With just a skeleton of leaves hanging on the trees up the hill south of our house, the moment of sunset becomes clearer. From our dining room window, the sun sinks into the horizon around 3:45 p.m. But that’s a fictitious horizon. The sun doesn’t really “set” at that time; it just disappears from our sight. The blazing sunset—when the fire ball falls off the true horizon and shoots desperate rays onto the clouds like lassoes trying to hold onto the day—that is at 4:20 p.m. This “true” sunset is invisible from our house, but if we drive to the east side of our town’s lake and look west, that wide, wet, smooth surface puts enough space between us and the line of disappearance for us to see the sunset at its scientifically appointed time.
Driving through the mountains of New Hampshire and Vermont, “sunset” is ambiguous. When on a road that weaves around the mountains, I get giddy when I view several sunsets as we fall behind one mountain into a shadow for a few minutes then come around another mountain into daylight, albeit with the sun in a bit lower position and casting a new palette of hues skyward. On a bigger scale than my little hill, if a mountain sits between your house and the horizon, the shade of sunset hits much earlier than the time marked as the official setting. To drive in this shadow feels like being in an eclipse. I never had sunset ruminations like this growing up surrounded by flat cornfields in northeast Iowa. Sunrise and sunset were absolute.

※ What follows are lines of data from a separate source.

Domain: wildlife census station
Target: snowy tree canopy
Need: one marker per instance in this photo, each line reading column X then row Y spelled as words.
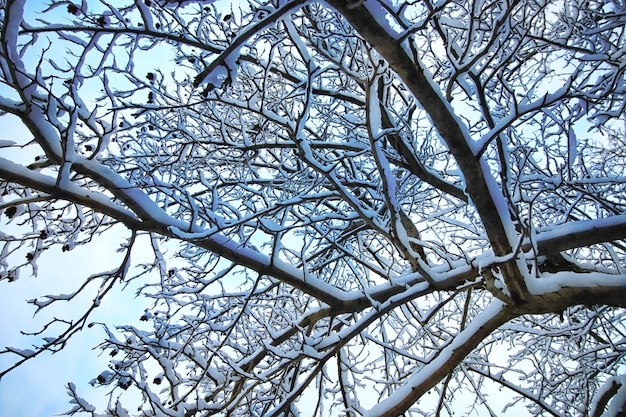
column 355, row 208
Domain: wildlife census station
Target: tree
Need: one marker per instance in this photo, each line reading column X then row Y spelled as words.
column 375, row 208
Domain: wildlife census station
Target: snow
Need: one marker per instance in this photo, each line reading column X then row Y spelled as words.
column 582, row 226
column 554, row 282
column 45, row 182
column 418, row 378
column 385, row 19
column 617, row 399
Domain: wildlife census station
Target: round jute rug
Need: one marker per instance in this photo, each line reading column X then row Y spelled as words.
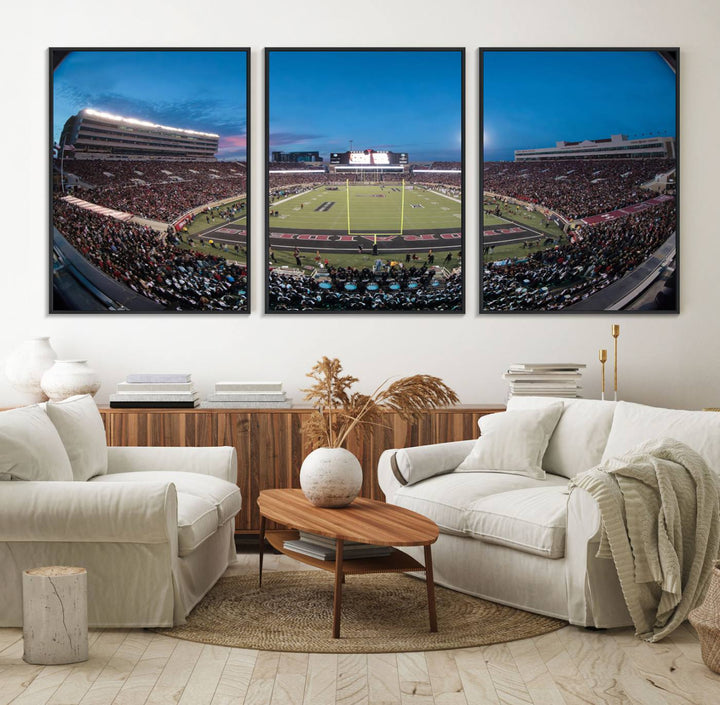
column 380, row 613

Sometimes my brother calls me from Iowa in the evening as he heads to the timber to do a final check on the beef cattle. Summer evening conversations tend to last longer than those in November. More daylight gives a wider berth for getting chores done. Late fall and winter evening chores are condensed into a tighter breadth of light.

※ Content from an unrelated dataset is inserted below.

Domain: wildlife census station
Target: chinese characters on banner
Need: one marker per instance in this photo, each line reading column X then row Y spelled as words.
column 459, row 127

Years ago, when we were putting an addition onto our house, we rented a house on a tidal river outside Gloucester, Massachusetts. I would wake up around the same time every morning, and for several days, I watched a small flat barge out on a job setting new buoys near the outer riverbank. The buoy setter did not arrive at 8 a.m. every day; rather he arrived at low tide. High and low tides change a bit every day; for instance, morning low tide November 16, 2021 is at 3:25 a.m., and on the 17th it’s at 4:04 a.m. So a buoy setter isn’t expected to be on the job at 8 a.m. The tide and the sun determine when his workday begins and ends.
Soon after the addition to our house, we had problems with our heating system. Minor issues at first, but now several years after construction, our son Liam’s room gets no heat, and the heating system on the second floor shuts down when it gets below freezing. While it seems that it might be pretty straight forward to get a plumber out to fix it, that’s not the case. We have heat at the moment, so we are not an emergency. Many tomorrows have come and gone without the plumber arriving as planned—and without excuse. But we give him the benefit of the doubt in the assumption that he’s fixing other problems for people in more dire situations. His workflow is riding its own tide, and it’s a painful rub for us.

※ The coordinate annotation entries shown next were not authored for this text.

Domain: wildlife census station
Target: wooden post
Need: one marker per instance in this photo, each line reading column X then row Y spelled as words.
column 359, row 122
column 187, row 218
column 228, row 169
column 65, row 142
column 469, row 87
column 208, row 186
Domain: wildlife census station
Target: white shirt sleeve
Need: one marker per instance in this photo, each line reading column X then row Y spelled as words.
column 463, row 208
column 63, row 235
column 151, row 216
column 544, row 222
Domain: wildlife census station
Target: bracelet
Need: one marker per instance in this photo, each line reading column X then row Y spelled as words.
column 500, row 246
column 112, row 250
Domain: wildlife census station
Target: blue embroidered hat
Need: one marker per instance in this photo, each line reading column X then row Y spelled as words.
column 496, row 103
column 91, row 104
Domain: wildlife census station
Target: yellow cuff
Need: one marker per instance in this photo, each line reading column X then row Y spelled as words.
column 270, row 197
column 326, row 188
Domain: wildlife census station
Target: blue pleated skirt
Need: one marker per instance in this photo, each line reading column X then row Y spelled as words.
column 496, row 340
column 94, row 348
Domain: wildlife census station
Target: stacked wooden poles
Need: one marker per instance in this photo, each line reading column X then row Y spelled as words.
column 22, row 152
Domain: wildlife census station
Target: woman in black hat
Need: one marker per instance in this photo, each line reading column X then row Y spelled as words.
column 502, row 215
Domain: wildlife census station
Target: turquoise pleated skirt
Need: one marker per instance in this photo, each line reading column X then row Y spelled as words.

As much as I’d like to think I work best with the pattern of the same day, the same time, the same place, there’s little doubt that my basic nature developed with the seasonal pulls of farm life. The frost breaks, the ground warms, the corn is planted. The hay grows, it’s a dry forecast, the hay is cut, the sun dries it, the hay is baled. The corn stalks dry, the moisture in the kernels is low, the corn is picked. None of these happen on April 15th, July 15th, or October 15th, respectively. It simply cannot be willed so. Neither living there nor born here, I find the timing of tasks to be a mucky pursuit—and lose patience when working to fit a tidal schedule into a timetable driven life.